Share

Bab 7 Badut di Lampu Merah Itu Ternyata Istriku

BADUT DI LAMPU MERAH ITU TERNYATA ISTRIKU

POV NING

Selama menikah, baru kali ini aku keluar rumah tanpa izin pada suami. Aku tahu ini salah, tapi aku juga punya batas kesabaran.

Mengatur napas untuk melegakan sesak di dada, rasanya seperti terhimpit batu besar. Aku tidak pernah menyangka, pria yang pernah berjanji akan selalu menjaga dan menyayangiku di hadapan bapak dan emak tega mengingkari.

Seandainya kedua orang tuaku masih ada, pasti mereka tidak akan membiarkan Mas Heru menyakiti aku seperti ini.

"Ning, dari kemarin Ibu lihat kamu banyak melamun. Ada yang sedang kamu pikirkan?"

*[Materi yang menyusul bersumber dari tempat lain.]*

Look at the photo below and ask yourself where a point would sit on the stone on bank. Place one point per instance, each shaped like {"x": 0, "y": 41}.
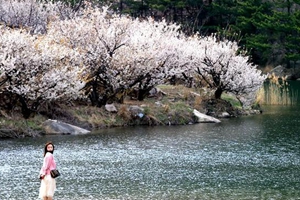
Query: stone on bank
{"x": 61, "y": 128}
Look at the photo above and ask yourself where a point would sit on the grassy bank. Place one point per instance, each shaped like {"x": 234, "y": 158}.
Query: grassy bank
{"x": 172, "y": 105}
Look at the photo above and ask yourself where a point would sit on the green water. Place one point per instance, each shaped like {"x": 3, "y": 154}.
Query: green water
{"x": 254, "y": 157}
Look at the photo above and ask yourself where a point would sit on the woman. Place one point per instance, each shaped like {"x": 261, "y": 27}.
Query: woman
{"x": 48, "y": 184}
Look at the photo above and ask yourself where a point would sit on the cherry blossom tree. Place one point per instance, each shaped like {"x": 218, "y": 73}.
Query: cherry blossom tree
{"x": 104, "y": 56}
{"x": 226, "y": 70}
{"x": 37, "y": 69}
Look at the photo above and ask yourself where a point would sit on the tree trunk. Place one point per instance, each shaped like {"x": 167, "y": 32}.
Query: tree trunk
{"x": 218, "y": 93}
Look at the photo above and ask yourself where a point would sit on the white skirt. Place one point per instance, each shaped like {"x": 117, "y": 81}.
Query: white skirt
{"x": 48, "y": 186}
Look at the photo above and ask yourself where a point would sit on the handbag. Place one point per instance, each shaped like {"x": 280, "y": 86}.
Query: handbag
{"x": 54, "y": 173}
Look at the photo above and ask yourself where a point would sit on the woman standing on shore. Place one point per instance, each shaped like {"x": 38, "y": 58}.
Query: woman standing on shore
{"x": 48, "y": 184}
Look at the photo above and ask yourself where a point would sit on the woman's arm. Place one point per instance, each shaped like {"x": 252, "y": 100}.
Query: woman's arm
{"x": 46, "y": 165}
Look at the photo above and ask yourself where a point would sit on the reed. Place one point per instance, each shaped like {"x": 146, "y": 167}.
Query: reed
{"x": 276, "y": 91}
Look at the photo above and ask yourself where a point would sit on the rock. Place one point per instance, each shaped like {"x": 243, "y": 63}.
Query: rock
{"x": 136, "y": 111}
{"x": 202, "y": 118}
{"x": 58, "y": 127}
{"x": 111, "y": 108}
{"x": 224, "y": 115}
{"x": 156, "y": 93}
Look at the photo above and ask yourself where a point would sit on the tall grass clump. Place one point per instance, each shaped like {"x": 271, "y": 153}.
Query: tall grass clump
{"x": 276, "y": 91}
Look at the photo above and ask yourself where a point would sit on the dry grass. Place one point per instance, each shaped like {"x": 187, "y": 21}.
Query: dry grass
{"x": 276, "y": 92}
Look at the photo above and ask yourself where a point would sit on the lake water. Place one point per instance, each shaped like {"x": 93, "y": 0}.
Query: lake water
{"x": 253, "y": 157}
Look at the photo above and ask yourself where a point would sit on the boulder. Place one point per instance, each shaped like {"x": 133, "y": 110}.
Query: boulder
{"x": 136, "y": 111}
{"x": 111, "y": 108}
{"x": 58, "y": 127}
{"x": 202, "y": 118}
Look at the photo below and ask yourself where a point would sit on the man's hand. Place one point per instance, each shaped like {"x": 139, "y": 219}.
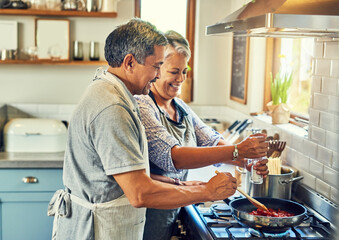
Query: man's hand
{"x": 254, "y": 146}
{"x": 222, "y": 186}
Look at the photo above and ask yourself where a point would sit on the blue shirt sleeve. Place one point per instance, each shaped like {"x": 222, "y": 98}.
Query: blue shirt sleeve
{"x": 206, "y": 136}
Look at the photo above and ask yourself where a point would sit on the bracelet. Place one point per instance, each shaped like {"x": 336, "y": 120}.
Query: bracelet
{"x": 176, "y": 181}
{"x": 235, "y": 153}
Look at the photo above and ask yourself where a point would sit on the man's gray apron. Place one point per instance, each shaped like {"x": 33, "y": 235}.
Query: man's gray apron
{"x": 105, "y": 214}
{"x": 160, "y": 223}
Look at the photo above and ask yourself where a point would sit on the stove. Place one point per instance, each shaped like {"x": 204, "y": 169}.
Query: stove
{"x": 214, "y": 220}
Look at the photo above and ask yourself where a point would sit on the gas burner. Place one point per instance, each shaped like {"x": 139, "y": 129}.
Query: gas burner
{"x": 220, "y": 207}
{"x": 258, "y": 233}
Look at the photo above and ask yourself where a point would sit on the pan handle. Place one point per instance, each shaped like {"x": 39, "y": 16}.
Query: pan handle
{"x": 287, "y": 181}
{"x": 227, "y": 201}
{"x": 306, "y": 217}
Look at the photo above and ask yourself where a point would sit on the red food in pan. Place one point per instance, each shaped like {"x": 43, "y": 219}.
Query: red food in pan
{"x": 271, "y": 213}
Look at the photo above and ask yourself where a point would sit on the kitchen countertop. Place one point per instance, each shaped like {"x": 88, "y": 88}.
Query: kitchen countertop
{"x": 31, "y": 160}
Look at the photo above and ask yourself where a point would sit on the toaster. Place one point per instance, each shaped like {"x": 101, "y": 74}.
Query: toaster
{"x": 34, "y": 135}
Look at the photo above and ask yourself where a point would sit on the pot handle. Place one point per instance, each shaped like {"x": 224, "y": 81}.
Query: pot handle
{"x": 240, "y": 170}
{"x": 287, "y": 181}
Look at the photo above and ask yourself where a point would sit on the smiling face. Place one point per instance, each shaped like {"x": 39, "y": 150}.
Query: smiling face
{"x": 147, "y": 73}
{"x": 173, "y": 74}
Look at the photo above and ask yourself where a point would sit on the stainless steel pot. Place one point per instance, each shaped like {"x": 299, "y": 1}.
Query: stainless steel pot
{"x": 274, "y": 186}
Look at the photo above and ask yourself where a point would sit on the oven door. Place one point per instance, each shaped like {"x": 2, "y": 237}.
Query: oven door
{"x": 191, "y": 225}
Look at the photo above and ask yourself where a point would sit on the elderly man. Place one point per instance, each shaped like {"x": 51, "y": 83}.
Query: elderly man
{"x": 106, "y": 168}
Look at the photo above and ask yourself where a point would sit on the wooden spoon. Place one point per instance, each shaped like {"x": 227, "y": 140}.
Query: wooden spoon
{"x": 256, "y": 203}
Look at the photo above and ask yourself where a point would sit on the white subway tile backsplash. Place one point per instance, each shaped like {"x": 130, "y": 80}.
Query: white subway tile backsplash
{"x": 322, "y": 187}
{"x": 330, "y": 176}
{"x": 327, "y": 120}
{"x": 290, "y": 155}
{"x": 335, "y": 161}
{"x": 317, "y": 169}
{"x": 332, "y": 140}
{"x": 301, "y": 161}
{"x": 314, "y": 116}
{"x": 334, "y": 194}
{"x": 310, "y": 149}
{"x": 329, "y": 86}
{"x": 320, "y": 101}
{"x": 297, "y": 143}
{"x": 324, "y": 156}
{"x": 322, "y": 67}
{"x": 318, "y": 135}
{"x": 316, "y": 84}
{"x": 334, "y": 68}
{"x": 308, "y": 180}
{"x": 318, "y": 50}
{"x": 333, "y": 104}
{"x": 331, "y": 50}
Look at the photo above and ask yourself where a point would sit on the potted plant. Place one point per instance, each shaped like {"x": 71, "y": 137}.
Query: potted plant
{"x": 278, "y": 107}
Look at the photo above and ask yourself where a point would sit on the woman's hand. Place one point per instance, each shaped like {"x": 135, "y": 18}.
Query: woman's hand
{"x": 260, "y": 167}
{"x": 222, "y": 186}
{"x": 192, "y": 183}
{"x": 254, "y": 146}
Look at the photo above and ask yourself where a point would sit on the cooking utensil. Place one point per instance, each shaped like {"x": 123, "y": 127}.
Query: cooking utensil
{"x": 274, "y": 186}
{"x": 278, "y": 149}
{"x": 252, "y": 200}
{"x": 242, "y": 207}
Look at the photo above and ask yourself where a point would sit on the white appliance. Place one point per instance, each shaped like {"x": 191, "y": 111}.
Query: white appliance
{"x": 35, "y": 135}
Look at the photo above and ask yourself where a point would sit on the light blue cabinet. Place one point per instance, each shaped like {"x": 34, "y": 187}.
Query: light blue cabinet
{"x": 24, "y": 197}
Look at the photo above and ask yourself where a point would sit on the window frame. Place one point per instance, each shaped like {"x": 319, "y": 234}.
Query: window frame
{"x": 190, "y": 33}
{"x": 273, "y": 46}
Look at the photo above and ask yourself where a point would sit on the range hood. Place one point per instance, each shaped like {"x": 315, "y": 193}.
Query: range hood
{"x": 282, "y": 18}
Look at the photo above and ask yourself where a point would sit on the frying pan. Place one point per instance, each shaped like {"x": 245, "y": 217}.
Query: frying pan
{"x": 242, "y": 207}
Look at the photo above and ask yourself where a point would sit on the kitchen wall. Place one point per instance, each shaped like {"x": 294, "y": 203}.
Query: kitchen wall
{"x": 314, "y": 155}
{"x": 213, "y": 60}
{"x": 52, "y": 83}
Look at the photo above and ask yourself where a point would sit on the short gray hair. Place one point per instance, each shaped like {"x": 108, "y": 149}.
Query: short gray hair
{"x": 179, "y": 43}
{"x": 137, "y": 37}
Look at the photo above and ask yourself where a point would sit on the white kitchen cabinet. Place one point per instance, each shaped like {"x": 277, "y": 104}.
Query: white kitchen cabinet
{"x": 24, "y": 197}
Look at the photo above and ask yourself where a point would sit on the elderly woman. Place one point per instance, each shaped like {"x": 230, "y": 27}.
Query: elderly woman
{"x": 178, "y": 140}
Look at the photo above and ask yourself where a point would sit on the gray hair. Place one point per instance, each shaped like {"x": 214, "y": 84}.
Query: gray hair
{"x": 137, "y": 37}
{"x": 179, "y": 43}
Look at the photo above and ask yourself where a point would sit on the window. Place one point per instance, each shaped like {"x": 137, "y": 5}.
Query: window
{"x": 177, "y": 15}
{"x": 294, "y": 55}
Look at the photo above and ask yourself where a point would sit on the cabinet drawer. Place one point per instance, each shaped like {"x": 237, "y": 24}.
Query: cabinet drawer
{"x": 30, "y": 180}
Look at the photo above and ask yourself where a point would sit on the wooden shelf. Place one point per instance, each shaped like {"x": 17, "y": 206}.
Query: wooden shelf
{"x": 33, "y": 12}
{"x": 50, "y": 62}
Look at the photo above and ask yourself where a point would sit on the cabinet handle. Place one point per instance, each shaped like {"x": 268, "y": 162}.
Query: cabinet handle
{"x": 29, "y": 179}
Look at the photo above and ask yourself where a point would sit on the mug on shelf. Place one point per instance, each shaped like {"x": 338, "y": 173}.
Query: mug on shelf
{"x": 78, "y": 53}
{"x": 94, "y": 51}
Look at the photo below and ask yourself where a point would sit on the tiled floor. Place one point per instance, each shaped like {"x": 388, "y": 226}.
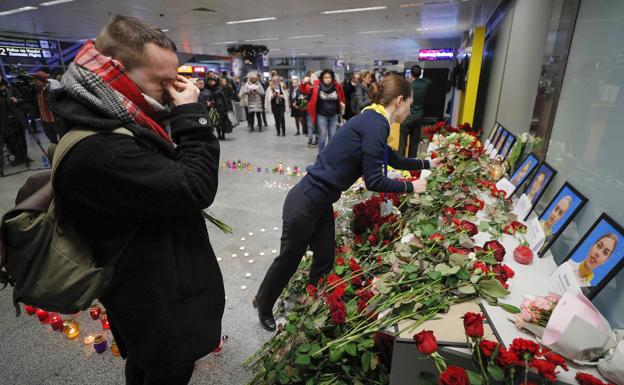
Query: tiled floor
{"x": 248, "y": 201}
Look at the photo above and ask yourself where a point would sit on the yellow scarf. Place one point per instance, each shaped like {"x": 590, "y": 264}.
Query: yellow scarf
{"x": 378, "y": 108}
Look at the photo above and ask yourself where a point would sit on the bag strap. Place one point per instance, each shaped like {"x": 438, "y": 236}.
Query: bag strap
{"x": 70, "y": 139}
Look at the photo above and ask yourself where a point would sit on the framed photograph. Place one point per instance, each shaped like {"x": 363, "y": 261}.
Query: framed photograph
{"x": 559, "y": 213}
{"x": 598, "y": 256}
{"x": 509, "y": 142}
{"x": 539, "y": 183}
{"x": 528, "y": 164}
{"x": 501, "y": 140}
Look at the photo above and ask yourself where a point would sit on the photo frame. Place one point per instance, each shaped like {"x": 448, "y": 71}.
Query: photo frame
{"x": 527, "y": 166}
{"x": 607, "y": 258}
{"x": 509, "y": 142}
{"x": 561, "y": 210}
{"x": 539, "y": 183}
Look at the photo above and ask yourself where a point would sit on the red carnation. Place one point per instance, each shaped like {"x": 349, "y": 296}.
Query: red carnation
{"x": 436, "y": 237}
{"x": 588, "y": 379}
{"x": 525, "y": 349}
{"x": 496, "y": 248}
{"x": 426, "y": 342}
{"x": 471, "y": 208}
{"x": 453, "y": 375}
{"x": 311, "y": 289}
{"x": 508, "y": 358}
{"x": 488, "y": 347}
{"x": 470, "y": 228}
{"x": 545, "y": 369}
{"x": 473, "y": 324}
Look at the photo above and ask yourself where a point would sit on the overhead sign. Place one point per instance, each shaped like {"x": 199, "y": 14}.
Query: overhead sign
{"x": 435, "y": 54}
{"x": 28, "y": 48}
{"x": 386, "y": 62}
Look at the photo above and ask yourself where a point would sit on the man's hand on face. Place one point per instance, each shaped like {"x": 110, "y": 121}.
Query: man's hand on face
{"x": 181, "y": 91}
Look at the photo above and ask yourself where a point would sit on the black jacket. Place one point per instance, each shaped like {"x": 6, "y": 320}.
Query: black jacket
{"x": 167, "y": 296}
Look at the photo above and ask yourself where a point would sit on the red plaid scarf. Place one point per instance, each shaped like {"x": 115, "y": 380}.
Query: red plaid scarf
{"x": 113, "y": 75}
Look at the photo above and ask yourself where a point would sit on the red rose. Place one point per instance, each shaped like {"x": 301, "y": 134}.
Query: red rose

Aku menoleh ke arah Bu Wati yang sedang menatapku. Seperti biasa, aku mengumbar senyum mengembang. "Ning baik-baik saja, Bu. Biasa, Ibu hamil bawaannya ngga menentu."

"Ya sudah … kalau memang belum siap terbuka sama Ibu. Tapi kalau kamu memang sudah tidak kuat, Ibu siap menjadi pendengar segala keluh kesahmu, Ning. Apalagi orang hamil tidak boleh banyak pikiran, nanti berpengaruh pada bayinya," ucap Bu Wati dengan mengalihkan pandangan ke jalan raya.

Tiba-tiba aku menangis tergugu tanpa bisa ditahan. Aku sudah berusaha menahan agar air mata ini tidak keluar. Berkali-kali menarik napas panjang dan menghembuskan dengan pelan. Tapi ternyata hatiku tak mampu menahan rasa sakit ini.

"Menangislah! Keluarkan semua rasa sedihmu, biar lega. Orang kuat pun ada kalanya menumpahkan beban di hati dengan tangis. Bukan berarti lemah, tapi manusiawi."

"Sakit sekali hati, Ning, Bu," terangku.

Bu Wati merangkul pundakku. "Ibu tidak tahu ada masalah apa denganmu. Tapi yakinlah, dibalik masalahmu itu, Allah janjikan kebahagiaan. Meski kita baru saja kenal, tapi Ibu tahu kamu perempuan baik. Sabar!"

"Terima kasih, Bu." Aku segera menghapus bulir bening yang membasahi wajahku. Meski tidak menceritakan permasalahan pada Bu Wati, tapi hatiku sedikit merasa lega.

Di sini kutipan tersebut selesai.